Truthy is a Pythonic core principle of the language. It is not an edge case phenomenon in the language which I would expect a regular practitioner to confuse.
What I learned when I wrote Python professionally was “never rely on truthiness” explicitly writing out a boolean expression that does what you want is more explicit (“explicit is better than implicit”, PEP 8) and prevents a whole class of bugs down the line.
PEP8 is touted a lot as if it is a perfectly correct tome of ... correctness. I've worked in Python long enough to know that it both doesn't cover everything and the advice is sometimes actively bad.
I mean, I'm not blaming PEP8 per se (A Foolish Consistency is the Hobgoblin of Little Minds) but it has a tendency to be taken as gospel by a lot of people
Funny enough, those who push for more strict adherence are also the ones that neglect other aspects (speed, alg. complexity, etc) especially readability (and no, PEP8 compliant code is not necessarily the most readable)

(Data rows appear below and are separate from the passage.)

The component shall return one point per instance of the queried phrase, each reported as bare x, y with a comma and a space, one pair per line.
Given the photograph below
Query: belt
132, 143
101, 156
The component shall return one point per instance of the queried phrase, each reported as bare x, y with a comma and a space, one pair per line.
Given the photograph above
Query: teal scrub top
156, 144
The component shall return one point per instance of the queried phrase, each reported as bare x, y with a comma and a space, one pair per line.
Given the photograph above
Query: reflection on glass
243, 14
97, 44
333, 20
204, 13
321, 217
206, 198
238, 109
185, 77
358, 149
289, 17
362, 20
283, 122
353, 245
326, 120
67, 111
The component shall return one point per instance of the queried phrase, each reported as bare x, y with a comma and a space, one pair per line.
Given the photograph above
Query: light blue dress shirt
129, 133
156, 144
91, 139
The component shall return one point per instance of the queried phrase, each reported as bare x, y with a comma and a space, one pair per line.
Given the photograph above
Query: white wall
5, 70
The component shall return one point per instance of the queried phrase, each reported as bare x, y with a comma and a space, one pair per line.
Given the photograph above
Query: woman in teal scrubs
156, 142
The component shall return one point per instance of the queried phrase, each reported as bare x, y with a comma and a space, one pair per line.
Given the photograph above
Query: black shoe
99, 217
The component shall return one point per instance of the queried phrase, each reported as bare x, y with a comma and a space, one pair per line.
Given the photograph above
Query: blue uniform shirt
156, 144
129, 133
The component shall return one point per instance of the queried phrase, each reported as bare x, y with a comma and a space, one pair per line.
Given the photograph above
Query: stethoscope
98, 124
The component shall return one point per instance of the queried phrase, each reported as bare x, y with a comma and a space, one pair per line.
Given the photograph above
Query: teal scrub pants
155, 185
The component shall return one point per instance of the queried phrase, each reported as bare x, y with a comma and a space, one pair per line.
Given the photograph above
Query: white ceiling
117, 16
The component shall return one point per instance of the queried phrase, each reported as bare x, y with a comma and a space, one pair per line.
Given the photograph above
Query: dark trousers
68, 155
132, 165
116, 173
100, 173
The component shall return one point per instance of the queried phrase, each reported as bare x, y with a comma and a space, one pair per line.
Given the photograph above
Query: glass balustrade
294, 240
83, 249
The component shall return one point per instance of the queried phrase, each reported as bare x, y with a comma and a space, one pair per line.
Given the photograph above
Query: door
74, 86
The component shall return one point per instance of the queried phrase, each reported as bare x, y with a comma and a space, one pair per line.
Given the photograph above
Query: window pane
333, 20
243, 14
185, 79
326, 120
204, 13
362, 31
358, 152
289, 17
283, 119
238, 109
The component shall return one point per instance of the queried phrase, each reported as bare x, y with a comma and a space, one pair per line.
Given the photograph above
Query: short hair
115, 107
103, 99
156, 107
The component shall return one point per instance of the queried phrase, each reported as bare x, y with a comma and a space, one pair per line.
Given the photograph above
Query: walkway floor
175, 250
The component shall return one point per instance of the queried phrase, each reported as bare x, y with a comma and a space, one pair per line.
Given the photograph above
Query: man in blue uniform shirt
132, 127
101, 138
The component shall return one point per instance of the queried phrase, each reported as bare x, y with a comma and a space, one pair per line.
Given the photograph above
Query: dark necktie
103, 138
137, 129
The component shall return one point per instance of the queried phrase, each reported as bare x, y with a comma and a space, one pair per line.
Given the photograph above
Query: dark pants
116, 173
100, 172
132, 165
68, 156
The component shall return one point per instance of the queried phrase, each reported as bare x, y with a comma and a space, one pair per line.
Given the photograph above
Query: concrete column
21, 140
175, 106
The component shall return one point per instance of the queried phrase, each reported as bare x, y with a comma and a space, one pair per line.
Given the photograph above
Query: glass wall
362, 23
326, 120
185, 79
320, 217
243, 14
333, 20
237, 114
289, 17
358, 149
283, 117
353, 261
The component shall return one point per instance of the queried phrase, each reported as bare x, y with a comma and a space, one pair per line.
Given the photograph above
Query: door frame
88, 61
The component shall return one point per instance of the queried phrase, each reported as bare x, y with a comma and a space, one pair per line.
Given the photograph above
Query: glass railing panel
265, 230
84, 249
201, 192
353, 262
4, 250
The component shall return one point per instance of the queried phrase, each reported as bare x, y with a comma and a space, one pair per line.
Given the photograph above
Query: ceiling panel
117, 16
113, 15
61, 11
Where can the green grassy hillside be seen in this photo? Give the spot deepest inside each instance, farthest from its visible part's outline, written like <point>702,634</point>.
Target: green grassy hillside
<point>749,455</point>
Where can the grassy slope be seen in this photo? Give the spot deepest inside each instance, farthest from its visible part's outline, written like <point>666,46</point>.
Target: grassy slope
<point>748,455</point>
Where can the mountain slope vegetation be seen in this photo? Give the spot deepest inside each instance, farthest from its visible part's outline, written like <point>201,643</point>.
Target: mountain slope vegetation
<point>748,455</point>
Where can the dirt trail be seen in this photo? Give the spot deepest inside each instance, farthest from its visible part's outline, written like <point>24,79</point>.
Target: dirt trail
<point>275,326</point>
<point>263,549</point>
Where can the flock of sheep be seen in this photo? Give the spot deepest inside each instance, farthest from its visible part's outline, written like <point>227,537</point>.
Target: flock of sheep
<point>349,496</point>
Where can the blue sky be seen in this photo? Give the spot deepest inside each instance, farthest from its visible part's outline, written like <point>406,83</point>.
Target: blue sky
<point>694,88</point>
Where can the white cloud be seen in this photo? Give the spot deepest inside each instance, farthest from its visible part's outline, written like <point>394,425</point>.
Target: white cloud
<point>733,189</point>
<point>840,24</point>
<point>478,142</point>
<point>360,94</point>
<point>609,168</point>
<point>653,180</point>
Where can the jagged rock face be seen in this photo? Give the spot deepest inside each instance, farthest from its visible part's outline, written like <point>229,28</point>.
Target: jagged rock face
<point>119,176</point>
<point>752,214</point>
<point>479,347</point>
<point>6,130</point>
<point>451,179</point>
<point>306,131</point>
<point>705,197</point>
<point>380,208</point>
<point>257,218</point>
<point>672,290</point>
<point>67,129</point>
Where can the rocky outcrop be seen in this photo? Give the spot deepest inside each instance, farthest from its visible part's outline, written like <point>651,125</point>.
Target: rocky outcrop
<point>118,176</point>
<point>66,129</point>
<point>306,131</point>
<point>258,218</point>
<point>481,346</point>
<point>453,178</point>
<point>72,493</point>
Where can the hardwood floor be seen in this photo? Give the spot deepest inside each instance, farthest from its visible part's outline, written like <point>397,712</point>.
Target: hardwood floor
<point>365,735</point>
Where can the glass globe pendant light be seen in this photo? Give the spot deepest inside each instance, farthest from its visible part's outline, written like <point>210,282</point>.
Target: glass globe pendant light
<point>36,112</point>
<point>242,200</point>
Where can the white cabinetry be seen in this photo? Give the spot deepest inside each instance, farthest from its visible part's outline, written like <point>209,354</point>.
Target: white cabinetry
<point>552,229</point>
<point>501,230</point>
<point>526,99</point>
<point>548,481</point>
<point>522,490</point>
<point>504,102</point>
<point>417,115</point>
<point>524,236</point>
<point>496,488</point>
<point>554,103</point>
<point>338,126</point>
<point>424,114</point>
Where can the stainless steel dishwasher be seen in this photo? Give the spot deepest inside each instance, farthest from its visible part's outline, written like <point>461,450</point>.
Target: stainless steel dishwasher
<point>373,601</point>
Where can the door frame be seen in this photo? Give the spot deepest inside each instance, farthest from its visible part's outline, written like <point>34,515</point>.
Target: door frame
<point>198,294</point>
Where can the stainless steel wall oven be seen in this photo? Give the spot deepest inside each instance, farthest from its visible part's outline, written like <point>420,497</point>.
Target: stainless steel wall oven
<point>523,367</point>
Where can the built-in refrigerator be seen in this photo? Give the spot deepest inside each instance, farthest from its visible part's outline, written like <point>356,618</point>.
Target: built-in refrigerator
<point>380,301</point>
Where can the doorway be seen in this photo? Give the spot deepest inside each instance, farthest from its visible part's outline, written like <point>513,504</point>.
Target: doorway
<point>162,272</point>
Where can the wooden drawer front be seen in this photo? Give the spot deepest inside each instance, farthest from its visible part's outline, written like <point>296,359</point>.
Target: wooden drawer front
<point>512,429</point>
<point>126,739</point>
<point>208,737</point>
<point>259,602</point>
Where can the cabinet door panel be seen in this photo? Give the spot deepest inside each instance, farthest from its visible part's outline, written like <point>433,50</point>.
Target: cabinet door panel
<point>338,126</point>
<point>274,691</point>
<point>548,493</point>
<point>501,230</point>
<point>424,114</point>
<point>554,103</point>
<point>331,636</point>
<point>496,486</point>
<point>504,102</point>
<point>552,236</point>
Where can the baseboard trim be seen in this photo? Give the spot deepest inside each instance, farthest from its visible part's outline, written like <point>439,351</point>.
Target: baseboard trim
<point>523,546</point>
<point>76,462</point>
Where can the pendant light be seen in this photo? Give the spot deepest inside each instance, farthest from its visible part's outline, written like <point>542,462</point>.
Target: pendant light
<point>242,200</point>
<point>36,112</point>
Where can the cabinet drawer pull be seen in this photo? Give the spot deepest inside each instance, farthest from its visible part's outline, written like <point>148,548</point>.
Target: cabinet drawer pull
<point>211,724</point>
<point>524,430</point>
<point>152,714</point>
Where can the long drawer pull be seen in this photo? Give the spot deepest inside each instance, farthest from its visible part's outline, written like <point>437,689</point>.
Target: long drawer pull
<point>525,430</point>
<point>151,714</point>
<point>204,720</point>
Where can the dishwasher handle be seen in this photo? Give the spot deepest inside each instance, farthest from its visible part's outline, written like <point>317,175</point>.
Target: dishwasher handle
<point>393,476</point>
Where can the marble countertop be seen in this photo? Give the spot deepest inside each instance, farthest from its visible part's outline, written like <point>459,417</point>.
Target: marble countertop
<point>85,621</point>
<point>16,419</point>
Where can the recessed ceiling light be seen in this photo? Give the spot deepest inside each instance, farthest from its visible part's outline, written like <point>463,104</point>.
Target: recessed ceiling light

The alternative here (which would make your example work) is that dictionary lookups return some falsy sentinel value when the key does not exist, just like in javascript. In javascript, this has made a lot of people very angry and been widely regarded as a bad move.
Those values tend to propagate out and make a mess, sneaking into your stored data or causing errors in unexpected places -- fixing this feels like one of the main advantages of using things like typescript, and it's just not an issue in python.
It's not a problem, because the alternative is way worse. It's just a different language design than the one you're used to.
You could argue about whether or not truthiness makes sense as a concept (personally I think not), but the way it's defined in python is quite coherent and useful in practice.
> The alternative here (which would make your example work) is that dictionary lookups return some falsy sentinel value when the key does not exist, just like in javascript. In javascript, this has made a lot of people very angry and been widely regarded as a bad move.
You get that behavior by using dict.get(): answers.get("I exist") returns None, which is falsy.
Right, sometimes you want that. I suppose my point was that the definition of truthiness works well with the default, most obvious way of indexing a dictionary, which was the original complaint.
Perhaps I was a bit harsh -- that exposes an issue which does trip people up, where they use `if x:` when you mean `if x is not None:`.
Saying that, I think it's defensible in the same way. The fact that you can write `if x:` (where x is not a bool) tells you that the language has a concept of truthiness, and so maybe you should have a think about what that actually means.
The more of these things there are, the more brainpower you devote to remembering the right way to do things; if you don't you introduce bugs, a subtle, painful one here.
"Most of the time you don't disrupt your program by not keeping the returned reference in scope except for when you do"
It's just a thing that trips people up.